Credentialing for Death Investigation Still Lags, Nurses Say
By Kelly M. Pyrek
Part one of two articles.
Talk to just about any forensic nurse and you’ll
discover what they tend to crave most is respect from their colleagues in the
forensic science and criminal justice communities, especially when it comes to
their pursuit of advanced training, specialized education and the widely
recognized, professional credentials and certifications that designate them as
bona fide members of the medico-legal elite.
Even without their detractors, forensic nurses face numerous challenges.
While the specialty has been formally recognized by the American Nurses
Association, forensic nursing is still a conundrum to industry, healthcare and
science in general. The number of forensic nurses also is still relatively
small, although nursing is increasingly beginning to recognize that all nurses
instinctively have and must continue to cultivate their forensic sensibilities.
Internet chat rooms are still filled with dozens and dozens of new and veteran
nurses who are intrigued by forensic nursing but haven’t any idea of the
responsibilities that come with the role or a proper understanding of the
concept of the living forensic patient vs. a forensic nurse’s contributions to
death investigation.
Just ask Meliss Vessier-Batchen, RN, MSN, SANE, assistant professor at the
Charity School of Nursing at Delgado Community College in Louisiana. She
frequently does death investigation as a reservist for the St. Tammany parish
coroner’s office, and says breaking into this specialty can be extremely
challenging.
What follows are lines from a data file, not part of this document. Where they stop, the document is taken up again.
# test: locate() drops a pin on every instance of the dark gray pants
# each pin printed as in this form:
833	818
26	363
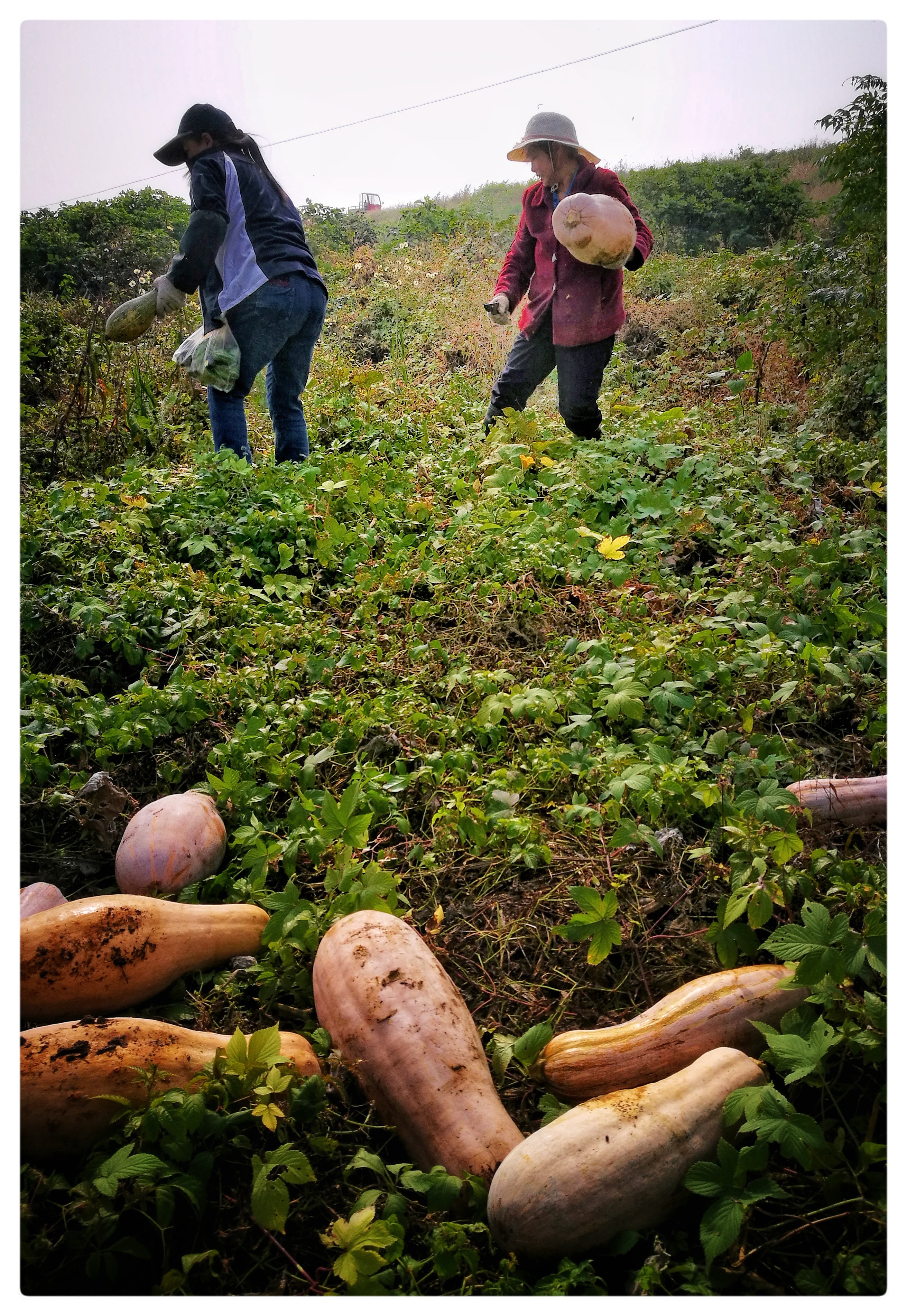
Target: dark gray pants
580	372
Vessier-Batchen adds that she encountered difficulties when she
approached other parishes about doing ride-alongs with investigators.
“Jefferson Parish has an excellent forensic center but its senior
investigator was not very receptive to nurses because of some past problematic
encounters. I think I have made headway in changing his mind about what
(forensic nurses) can do and how we can help, but only time will tell. There are
rarely many death investigation positions available, even in large parishes. I have been told that most of the investigators leave only when forced to
retire or ‘die out of the position.’ I was fascinated with the fact that
these people are so committed to their work. They go to work sick or well, tired
or not.’
Vessier-Batchen says the reservist program has its challenges because
of low pay and politics. “The reservist program is totally voluntary, with no
pay, and the reservist rides with a regular investigator. I was hired in September as a contract investigator, which means that I carry
a badge and get paid.”
Since enrolling in a doctoral program at Louisiana State University Health
Sciences Center (LSUHSC) with the goal of teaching more nurses about forensic
science, Vessier-Batchen says she has witnessed encouraging change in the
system. “Since my doctoral studies have begun and I’ve shared many of my thoughts
and ideas about investigators, training, education, and registry, the office has
begun looking at those very topics. The senior investigators are very interested
in making the office more cohesive and ensuring consistency across the board for
investigators, regular and reservist alike. The office is now looking at the
American Board of Medicolegal Death Investigators (ABMDI) registry for all
investigators. There is now a response team used by the office to attend scenes
of suicides to help in the coping responses of survivors. I have spoken with the
head of this team and she has expressed excitement in having a nurse in the
death investigation role, so there is much in the works. In an informal survey I
conduct every time I have the chance, death investigators across the country are
not well recognized and are definitely not paid as though they do an important
job. There are some exceptions, but even in the offices specifically using
forensic nurse death investigators (FNDIs), pay is well below bedside salaries.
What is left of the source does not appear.